While Johannesburg enjoyed its quietest night after more than a week of assaults, looting and rapes, an outbreak of violence in Durban raised fears that unrest could spread to the rest of the country.
Superintendent Phindile Radebe, police spokeswoman in the eastern KwaZulu Natal province, said that a Nigerian-owned business had been one of the targets of a mob in Durban’s impoverished suburb of Umbilo.
"A mob of plus/minus 200 were gathering on the streets carrying bottles and knobkerries (wooden clubs) busy attacking people on the streets," she told AFP.
"They attacked one of the taverns there believed to be owned by Nigerians."
The Durban-based Mercury newspaper reported Umbilo police spokesman Captain John Lazarus as saying the mob had ordered the foreigners to "leave KwaZulu Natal", the country’s most populous province.
Radebe said the situation was being monitored by police, who were still investigating the motive behind the attack.
According to the United Nations, some 13,000 people have been made homeless since the xenophobic violence first broke out in Johannesburg 10 days ago when rampaging mobs began chasing foreigners out of slums and torching their shacks.
The foreigners, most of whom have fled the economic meltdown in neighbouring Zimbabweans, have been blamed for the sky-high rates of crime in South Africa as well as for depriving locals of jobs.
The unofficial unemployment rate in South Africa is believed to be about 40 percent.
Human Rights Commission chairman Jodi Kollapen told AFP that the authorities would face a difficult task in re-integrating immigrants who had been driven from their homes.
"There is no way you can re-integrate people into communities if the community remains hostile to them, and those who were evicted continue to feel insecure and intimidated about going back.
"They (locals) will have achieved the objective of driving foreigners out of the country."
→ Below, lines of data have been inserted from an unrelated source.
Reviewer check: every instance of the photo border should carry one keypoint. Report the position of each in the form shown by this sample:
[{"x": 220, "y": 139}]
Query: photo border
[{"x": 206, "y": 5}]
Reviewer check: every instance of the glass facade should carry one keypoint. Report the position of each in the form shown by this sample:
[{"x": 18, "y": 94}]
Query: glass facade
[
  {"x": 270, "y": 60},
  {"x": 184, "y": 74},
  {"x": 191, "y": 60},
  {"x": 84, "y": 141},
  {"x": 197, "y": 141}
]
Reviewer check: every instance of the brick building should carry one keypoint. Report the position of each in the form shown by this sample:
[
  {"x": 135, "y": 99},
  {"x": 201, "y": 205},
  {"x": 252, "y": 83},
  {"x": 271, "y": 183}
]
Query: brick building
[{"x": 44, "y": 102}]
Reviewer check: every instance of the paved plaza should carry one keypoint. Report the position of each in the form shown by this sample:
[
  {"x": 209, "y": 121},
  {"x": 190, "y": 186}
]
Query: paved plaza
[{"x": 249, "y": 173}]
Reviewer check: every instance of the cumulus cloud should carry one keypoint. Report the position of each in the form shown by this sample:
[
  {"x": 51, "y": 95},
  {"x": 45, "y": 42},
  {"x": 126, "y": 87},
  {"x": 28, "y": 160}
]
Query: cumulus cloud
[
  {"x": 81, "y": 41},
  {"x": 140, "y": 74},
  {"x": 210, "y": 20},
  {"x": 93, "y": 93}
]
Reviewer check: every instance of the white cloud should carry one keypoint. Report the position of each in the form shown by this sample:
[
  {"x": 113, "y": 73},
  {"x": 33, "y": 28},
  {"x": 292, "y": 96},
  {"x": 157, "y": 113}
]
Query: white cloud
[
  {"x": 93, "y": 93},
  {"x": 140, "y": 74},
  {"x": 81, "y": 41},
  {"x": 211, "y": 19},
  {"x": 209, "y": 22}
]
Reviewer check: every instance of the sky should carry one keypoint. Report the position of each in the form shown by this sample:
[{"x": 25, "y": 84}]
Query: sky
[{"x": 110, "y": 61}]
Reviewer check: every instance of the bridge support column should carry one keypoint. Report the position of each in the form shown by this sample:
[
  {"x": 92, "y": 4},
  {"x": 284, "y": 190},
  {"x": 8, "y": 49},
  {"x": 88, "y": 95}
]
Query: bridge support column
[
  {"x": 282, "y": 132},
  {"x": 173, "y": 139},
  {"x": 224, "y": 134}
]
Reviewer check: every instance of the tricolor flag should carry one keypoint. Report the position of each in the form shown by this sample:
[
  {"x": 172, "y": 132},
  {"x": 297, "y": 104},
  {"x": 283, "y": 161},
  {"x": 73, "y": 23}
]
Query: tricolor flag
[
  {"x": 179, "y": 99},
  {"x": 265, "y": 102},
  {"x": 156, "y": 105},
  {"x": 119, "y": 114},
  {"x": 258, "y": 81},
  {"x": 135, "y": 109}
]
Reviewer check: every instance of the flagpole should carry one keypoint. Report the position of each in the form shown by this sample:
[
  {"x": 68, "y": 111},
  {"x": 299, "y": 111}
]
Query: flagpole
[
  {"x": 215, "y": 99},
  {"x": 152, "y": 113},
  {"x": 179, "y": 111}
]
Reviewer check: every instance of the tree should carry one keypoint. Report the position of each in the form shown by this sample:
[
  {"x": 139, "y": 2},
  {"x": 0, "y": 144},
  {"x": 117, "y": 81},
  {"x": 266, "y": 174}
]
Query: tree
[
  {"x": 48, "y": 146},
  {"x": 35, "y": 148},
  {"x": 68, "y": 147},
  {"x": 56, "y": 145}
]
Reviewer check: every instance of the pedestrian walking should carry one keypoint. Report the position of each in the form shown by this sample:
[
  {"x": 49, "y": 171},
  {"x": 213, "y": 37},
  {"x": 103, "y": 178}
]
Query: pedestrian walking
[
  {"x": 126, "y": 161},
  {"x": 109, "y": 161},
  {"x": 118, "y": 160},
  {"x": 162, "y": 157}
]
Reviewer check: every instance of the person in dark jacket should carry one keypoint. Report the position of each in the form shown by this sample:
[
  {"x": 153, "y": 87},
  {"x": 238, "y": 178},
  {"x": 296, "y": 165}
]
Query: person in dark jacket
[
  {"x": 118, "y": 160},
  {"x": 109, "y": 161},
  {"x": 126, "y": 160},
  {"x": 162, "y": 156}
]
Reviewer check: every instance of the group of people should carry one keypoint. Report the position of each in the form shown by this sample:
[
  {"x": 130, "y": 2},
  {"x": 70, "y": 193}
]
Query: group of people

There have been widespread calls for the army to be sent into townships to help police, but a specialised police unit mobilised to deal with public disorder in Johannesburg seemed to have helped quell the unrest.
"They were deployed and were all in place yesterday morning so that is very encouraging, it is very encouraging that there is some semblance of normality again," said national police spokeswoman Sally de Beer.
Johannesburg police spokesman Govindsamy Mariemuthoo told AFP the volatile situation had cooled, with only a few incidents overnight that police quickly brought under control.
Meanwhile the damage to the country’s reputation from the violence — reminiscent of that seen in townships during the whites-only apartheid era — was highlighted as the rand currency dropped by 1.7 percent against the dollar and 2.6 percent against the euro on Tuesday.
Kenyan Foreign Minister Moses Wetangula told reporters that the problems in South Africa were all the more surprising given the country’s struggle with apartheid.
"South Africa was the last African country to gain its independence. Along its bumpy road to independence, South Africans were scattered all over the continent, including Kenya.
"We gave them tremendous and admirable hospitality … The last country anybody would imagine would engage in xenophobia is South Africa."
After Tourism Minister Marthinus van Schalkwyk expressed fears about the negative impact of the violence on efforts to attract visitors from Africa, football’s world governing body FIFA also spoke out.
"We are obviously concerned about this issue, but hope the World Cup and its unifying power will help to overcome the divisions," FIFA said in a statement published by South Africa media.
South Africa is expecting up to half a million tourists to visit the country when it hosts the football World Cup in 2010.